Nicholas KlinkefusYeah. We've been really focused on that referral relationship development and really getting out there in the community. I think we take our role in this community really seriously. Anyone can spend thousands of dollars on Google ads and they do get the job done, don't get me wrong, but no one remembers a Google ad. So we've been really focusing on partnering with other providers, showing up for like other nonprofit organizations that support this community and showing up for them and seeing how we can help them in their mission and support them. And that's been really instrumental for us getting our brand awareness out there and getting our name out there as a new provider. And it ends up hopefully in the long term, developing more of that long-term referral relationship where that can lead to the client acquisition that we will need to continue growing as a practice. Recently, we did a sensory-friendly screening of the Mario movie and hosted that for families. And we were intentional in not making it a big marketing thing. We didn't shove brochures in everyone's hands and subject them to a three-minute infomercial about Great Day before the movie started. We wanted to create that experience and create that memory for families. I mean, we heard from so many of them that it was their first time being able to have that experience in a movie theater with their child. And that's a memory that they now have. And if that means that when they think about ABA in the future, they might remember us and think, hey, that was cool. Something that they did, maybe I'll give them a call. So that's what we have found so far, has been working for us. So far, so good.
Timothy ZercherYeah. No, that makes complete sense. The grassroots effort, like the connection by connection piece, I think is something that people often miss when they talk about marketing. Good marketing, including Google ads and digital ads and websites and all that, needs to be built on like a strong grassroot foundation. And almost always. That makes a lot of sense. What is one marketing tactic that you're either just watching really carefully in the marketplace right now or that you're actually considering for your team?
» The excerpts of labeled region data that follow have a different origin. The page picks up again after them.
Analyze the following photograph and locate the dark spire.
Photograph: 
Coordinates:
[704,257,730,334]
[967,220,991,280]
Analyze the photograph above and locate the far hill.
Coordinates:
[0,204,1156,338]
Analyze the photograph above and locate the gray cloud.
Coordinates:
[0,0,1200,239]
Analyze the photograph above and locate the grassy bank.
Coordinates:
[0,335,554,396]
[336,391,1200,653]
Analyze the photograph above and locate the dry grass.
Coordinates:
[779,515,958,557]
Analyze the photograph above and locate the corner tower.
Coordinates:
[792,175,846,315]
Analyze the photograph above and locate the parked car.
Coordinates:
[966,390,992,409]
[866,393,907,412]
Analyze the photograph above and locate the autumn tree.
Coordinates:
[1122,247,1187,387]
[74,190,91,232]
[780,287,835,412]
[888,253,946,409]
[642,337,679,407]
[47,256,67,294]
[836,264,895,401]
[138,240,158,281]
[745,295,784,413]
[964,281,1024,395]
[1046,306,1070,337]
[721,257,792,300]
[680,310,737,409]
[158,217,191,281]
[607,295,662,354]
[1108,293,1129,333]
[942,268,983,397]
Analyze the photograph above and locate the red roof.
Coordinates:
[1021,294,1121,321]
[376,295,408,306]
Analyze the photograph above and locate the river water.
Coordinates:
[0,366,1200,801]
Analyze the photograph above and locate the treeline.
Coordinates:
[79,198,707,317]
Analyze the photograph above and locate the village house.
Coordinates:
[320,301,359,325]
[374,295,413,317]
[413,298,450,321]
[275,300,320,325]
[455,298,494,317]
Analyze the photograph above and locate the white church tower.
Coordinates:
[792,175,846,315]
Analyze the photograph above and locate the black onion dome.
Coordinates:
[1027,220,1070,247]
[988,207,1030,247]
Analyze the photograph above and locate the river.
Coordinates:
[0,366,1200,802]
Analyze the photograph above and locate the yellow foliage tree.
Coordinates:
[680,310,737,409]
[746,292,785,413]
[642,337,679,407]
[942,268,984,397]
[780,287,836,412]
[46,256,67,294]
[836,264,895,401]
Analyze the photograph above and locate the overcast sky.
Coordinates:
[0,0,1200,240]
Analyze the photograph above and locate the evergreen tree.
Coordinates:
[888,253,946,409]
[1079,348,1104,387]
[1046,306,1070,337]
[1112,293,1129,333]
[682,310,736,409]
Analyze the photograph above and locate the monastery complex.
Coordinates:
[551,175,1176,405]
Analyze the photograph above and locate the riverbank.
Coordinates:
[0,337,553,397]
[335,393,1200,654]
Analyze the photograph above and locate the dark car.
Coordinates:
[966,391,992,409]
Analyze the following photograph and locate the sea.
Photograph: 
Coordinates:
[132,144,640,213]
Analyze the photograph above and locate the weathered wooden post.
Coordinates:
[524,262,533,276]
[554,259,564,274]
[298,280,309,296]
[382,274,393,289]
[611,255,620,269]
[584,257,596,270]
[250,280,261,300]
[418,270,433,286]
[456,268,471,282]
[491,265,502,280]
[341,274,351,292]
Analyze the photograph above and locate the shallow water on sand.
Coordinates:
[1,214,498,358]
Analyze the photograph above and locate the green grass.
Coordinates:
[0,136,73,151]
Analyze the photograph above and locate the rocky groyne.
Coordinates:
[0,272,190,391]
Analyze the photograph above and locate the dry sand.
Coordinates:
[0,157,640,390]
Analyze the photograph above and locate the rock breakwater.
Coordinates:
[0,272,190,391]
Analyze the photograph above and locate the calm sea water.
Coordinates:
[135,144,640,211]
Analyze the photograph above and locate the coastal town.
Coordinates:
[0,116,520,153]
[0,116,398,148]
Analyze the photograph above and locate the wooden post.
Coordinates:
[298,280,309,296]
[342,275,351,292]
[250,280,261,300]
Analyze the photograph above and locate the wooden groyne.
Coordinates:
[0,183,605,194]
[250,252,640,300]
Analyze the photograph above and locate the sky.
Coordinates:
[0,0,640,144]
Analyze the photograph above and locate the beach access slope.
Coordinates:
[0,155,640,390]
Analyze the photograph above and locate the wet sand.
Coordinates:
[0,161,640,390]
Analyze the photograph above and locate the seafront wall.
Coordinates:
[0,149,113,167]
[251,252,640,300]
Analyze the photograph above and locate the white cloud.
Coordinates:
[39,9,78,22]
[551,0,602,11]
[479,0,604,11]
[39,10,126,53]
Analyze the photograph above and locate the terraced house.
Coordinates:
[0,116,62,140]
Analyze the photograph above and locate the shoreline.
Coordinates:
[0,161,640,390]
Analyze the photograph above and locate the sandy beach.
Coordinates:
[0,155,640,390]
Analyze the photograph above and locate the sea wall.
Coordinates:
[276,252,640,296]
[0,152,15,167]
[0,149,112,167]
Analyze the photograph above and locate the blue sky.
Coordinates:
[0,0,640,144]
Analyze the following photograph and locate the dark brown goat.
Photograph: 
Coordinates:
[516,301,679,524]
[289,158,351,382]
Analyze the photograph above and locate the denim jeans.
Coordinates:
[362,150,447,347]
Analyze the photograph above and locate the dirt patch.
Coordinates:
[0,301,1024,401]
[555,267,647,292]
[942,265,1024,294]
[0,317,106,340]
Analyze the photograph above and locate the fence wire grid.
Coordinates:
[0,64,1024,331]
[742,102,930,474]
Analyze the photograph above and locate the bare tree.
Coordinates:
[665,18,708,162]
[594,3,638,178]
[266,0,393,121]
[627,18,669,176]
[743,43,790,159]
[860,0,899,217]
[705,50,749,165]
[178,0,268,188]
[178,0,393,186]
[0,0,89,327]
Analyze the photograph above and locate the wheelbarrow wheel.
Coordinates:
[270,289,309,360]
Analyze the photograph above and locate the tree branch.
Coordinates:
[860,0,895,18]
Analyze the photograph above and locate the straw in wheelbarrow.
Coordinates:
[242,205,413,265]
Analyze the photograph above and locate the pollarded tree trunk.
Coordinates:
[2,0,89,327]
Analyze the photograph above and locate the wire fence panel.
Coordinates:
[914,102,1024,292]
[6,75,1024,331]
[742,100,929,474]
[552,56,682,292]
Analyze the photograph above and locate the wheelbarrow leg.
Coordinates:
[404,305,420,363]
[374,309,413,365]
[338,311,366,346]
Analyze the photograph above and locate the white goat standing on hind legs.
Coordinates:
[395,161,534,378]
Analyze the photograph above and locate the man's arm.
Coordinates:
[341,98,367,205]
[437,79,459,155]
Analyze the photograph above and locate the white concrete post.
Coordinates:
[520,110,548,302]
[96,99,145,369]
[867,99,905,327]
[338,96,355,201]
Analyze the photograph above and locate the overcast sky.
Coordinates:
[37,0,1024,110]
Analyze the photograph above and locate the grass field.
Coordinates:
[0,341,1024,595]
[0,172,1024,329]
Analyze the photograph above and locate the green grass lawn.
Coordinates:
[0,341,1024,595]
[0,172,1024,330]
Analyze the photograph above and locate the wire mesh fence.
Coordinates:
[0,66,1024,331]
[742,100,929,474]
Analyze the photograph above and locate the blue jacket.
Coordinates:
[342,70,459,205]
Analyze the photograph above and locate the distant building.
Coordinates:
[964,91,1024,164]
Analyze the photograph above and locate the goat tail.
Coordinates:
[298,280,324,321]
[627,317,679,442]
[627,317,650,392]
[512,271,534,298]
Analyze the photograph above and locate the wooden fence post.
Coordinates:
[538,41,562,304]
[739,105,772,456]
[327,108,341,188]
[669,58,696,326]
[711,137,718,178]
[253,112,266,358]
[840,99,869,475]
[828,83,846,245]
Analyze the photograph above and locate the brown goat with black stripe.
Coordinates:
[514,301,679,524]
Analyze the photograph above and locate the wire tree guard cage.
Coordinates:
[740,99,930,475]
Nicholas KlinkefusYeah, I think short form video is something that I've been thinking a lot about. I mean, the shorts on TikTok, Instagram reels. I think there's something there about being able to show prospective families or even prospective employees like who we are and what we're trying to do, and have more of that natural opportunity to kind of connect over a video as opposed to picture ads or text posts on Facebook. But I think what gives us pause, aside from being on camera, which is always a hit and miss opportunity, is just there's so much content out there that I think can very much cross a line as it relates to client dignity and how we're talking about this work and the clients that we serve. So I think until we figure out what that balance is and what that line is very clearly interested in and wanting to explore further.
Timothy ZercherYeah, it makes sense. It's a good thing to be cautious about. I think some people dive in too fast and end up hurting clients and hurting their own reputation.
Nicholas KlinkefusYeah. No one wants to do it.
Timothy ZercherNo, I don't think so. That makes sense. Well, thank you so much, Nick. We really appreciate you taking time out of your day and good luck because you guys keep growing and scaling.